HTTP request sent, awaiting response... 200 OK
Length: 1622452559 (1.5G) [application/x-gzip]
Saving to: `Video.tar.gz'

100%[============================================================================================================================>] 1,622,452,559 11.1M/s in 2m 22s

2014-02-23 02:26:54 (10.9 MB/s) - `Video.tar.gz' saved [1622452559/1622452559]

reedy@bast1001:/tmp/uploads$ sftp tin
Connected to tin.
sftp> cd /tmp/uploads
sftp> put Video.tar.gz
Uploading Video.tar.gz to /tmp/uploads/Video.tar.gz
Video.tar.gz 100% 1547MB 49.9MB/s 00:31
sftp> ^D
reedy@bast1001:/tmp/uploads$ ssh -A tin
Welcome to Ubuntu 12.04.2 LTS (GNU/Linux 3.2.0-45-generic x86_64)
tin is a Wikimedia Deployment host (misc::deployment).
The last Puppet run was at Sun Feb 23 02:07:22 UTC 2014 (20 minutes ago).
Ubuntu 12.04.1 LTS auto-installed on Thu Nov 29 22:21:10 UTC 2012.
tin is a Wikimedia application server (wikimedia-task-appserver).
Last login: Sun Feb 23 02:18:31 2014 from bast1001.wikimedia.org
creedy@tin:~$ cd /tmp/uploads/
reedy@tin:/tmp/uploads$ tar -xvf Video.tar.gz
President Obama speaks on U.S. intelligence programs 2014-01-17.webm
President Obama speaks on U.S. intelligence programs 2014-01-17.txt
reedy@tin:/tmp/uploads$ sudo -u apache mwscript importImages.php --wiki=foundationwiki --user="SRoss (WMF)" /tmp/uploads^C
reedy@tin:/tmp/uploads$ sudo -u apache mwscript importImages.php --wiki=commonswiki --user="Rybec" --comment-ext=txt /tmp/uploads
Import Images

Importing President Obama speaks on U.S. intelligence programs 2014-01-17.webm...done.

Found: 1
Added: 1
reedy@tin:/tmp/uploads$

rybec wrote:

Thank you for your efforts, but when I downloaded the video from Commons, it was 1622202800 bytes with an MD5 of 61532cb43f20f04fc6a2fbe3d822ee75. It should be 1578290173 bytes with an MD5 of 61f30874b0db53661c10d7078571e35d.

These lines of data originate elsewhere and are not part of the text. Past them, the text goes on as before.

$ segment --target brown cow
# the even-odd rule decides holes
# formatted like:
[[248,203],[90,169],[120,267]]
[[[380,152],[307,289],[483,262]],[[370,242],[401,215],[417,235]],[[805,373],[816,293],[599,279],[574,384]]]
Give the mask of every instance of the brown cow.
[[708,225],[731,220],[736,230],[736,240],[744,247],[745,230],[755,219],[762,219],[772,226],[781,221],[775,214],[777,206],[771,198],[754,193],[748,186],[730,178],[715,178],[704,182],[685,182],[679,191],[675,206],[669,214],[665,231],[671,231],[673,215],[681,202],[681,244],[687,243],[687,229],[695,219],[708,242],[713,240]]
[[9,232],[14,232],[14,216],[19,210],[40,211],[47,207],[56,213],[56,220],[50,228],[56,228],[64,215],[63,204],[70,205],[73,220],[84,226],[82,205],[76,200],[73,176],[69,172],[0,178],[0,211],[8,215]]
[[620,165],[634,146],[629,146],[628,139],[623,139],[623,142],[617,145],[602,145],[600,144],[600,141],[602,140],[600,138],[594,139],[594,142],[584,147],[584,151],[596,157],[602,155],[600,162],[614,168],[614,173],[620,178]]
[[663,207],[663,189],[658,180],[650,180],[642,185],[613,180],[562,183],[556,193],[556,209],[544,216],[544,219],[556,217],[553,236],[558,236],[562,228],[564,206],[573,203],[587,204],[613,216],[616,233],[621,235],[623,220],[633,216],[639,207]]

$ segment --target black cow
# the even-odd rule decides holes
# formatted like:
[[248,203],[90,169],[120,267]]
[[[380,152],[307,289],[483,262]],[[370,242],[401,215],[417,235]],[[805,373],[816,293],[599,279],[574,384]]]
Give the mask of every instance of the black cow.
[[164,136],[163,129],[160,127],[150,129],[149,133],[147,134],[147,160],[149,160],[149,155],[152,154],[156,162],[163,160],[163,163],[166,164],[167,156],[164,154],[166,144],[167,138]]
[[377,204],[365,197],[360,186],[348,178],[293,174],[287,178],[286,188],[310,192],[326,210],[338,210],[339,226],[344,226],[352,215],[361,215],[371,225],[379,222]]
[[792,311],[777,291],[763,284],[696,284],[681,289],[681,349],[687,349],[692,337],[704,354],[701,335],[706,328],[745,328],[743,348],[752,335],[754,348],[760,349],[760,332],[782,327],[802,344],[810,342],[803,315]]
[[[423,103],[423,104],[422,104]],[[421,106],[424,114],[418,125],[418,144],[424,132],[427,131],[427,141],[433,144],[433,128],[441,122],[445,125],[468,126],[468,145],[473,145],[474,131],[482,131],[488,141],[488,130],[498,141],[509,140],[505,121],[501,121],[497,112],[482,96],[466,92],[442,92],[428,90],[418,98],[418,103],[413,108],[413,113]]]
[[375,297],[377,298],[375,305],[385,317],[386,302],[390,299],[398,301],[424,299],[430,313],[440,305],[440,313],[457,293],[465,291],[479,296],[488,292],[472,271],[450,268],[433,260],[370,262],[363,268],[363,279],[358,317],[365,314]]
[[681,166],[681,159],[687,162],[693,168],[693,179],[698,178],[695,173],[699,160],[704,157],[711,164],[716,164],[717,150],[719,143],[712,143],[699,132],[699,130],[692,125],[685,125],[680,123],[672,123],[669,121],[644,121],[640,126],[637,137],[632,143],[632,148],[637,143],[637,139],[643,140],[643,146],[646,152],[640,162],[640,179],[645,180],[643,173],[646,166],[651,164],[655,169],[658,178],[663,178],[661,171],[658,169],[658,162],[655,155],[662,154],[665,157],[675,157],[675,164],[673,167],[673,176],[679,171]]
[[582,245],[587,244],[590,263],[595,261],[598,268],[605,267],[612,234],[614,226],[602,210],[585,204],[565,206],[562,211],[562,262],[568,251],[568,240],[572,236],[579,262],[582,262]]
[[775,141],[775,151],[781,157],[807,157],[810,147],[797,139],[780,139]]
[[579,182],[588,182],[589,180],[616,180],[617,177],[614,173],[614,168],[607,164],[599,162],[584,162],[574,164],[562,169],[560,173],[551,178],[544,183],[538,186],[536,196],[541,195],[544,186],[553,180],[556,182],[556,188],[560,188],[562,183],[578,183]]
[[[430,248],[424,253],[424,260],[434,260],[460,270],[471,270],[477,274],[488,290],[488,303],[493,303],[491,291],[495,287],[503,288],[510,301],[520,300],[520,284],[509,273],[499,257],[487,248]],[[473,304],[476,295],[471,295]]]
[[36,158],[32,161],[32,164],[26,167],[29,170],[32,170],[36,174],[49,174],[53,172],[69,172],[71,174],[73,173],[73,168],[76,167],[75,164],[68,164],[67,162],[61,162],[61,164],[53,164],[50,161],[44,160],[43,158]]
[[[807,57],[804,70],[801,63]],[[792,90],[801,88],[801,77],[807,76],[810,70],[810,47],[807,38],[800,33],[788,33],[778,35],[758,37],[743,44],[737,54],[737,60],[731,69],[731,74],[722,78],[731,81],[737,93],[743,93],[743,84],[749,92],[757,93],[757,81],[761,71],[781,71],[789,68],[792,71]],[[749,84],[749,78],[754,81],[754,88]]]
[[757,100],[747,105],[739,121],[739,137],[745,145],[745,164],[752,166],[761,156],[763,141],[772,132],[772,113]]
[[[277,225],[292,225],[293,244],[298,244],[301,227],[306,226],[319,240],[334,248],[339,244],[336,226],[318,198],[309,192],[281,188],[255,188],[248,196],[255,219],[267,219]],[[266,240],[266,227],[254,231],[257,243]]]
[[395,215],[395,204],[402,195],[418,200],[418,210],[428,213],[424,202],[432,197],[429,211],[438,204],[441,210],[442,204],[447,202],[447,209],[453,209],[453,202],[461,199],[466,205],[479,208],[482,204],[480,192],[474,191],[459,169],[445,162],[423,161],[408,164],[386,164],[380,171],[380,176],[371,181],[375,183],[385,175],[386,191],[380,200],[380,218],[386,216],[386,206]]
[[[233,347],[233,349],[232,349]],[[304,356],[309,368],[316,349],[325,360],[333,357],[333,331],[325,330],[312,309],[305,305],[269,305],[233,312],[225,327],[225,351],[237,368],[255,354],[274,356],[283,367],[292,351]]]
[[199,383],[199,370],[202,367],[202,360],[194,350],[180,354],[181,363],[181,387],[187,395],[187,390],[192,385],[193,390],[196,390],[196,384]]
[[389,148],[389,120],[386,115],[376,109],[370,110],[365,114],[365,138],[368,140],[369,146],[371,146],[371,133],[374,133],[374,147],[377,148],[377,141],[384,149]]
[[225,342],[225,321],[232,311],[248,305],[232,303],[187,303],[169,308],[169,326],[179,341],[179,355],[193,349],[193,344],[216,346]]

The pieces were each 197286272 bytes, except for the last which was 197286269 bytes.

So what's the problem, again?

rybec wrote:

As I explained in comment #14, a file has been uploaded to Commons, but it differs from the one I provided. Had you intentionally changed it, you would have said so. Hence it is corrupt. I've downloaded http://tools.wikimedia.pl/~odder/whitehouse/Video.tar.gz and it has the wrong file contents, with the byte size and MD5 matching what's on Commons. I'm attempting to upload the file again to the file-sharing service, without splitting it this time.

Uploaded file works for me, hence closing. If there is a user-visible problem with the file available on Commons, please provide steps to reproduce.

How was it split? How was it rejoined?

It doesn't take much difference for the hash to be different..

I'd agree with the others, as long as the file actually still plays and seems sane, there's no reason to reupload it

rybec wrote:

The file provided by Tomasz W. Kozlowski is nearly 3% larger, a difference in size of 43,912,627 bytes. He hasn't explained how he recreated it.

I've uploaded the correct file in one piece to http://ubuntuone.com/2LEFxyS5v0lQ2ERQiiEq6U and when I download it from there, it has the proper checksum.

rybec wrote:

Comment 20 was my response to comment 19.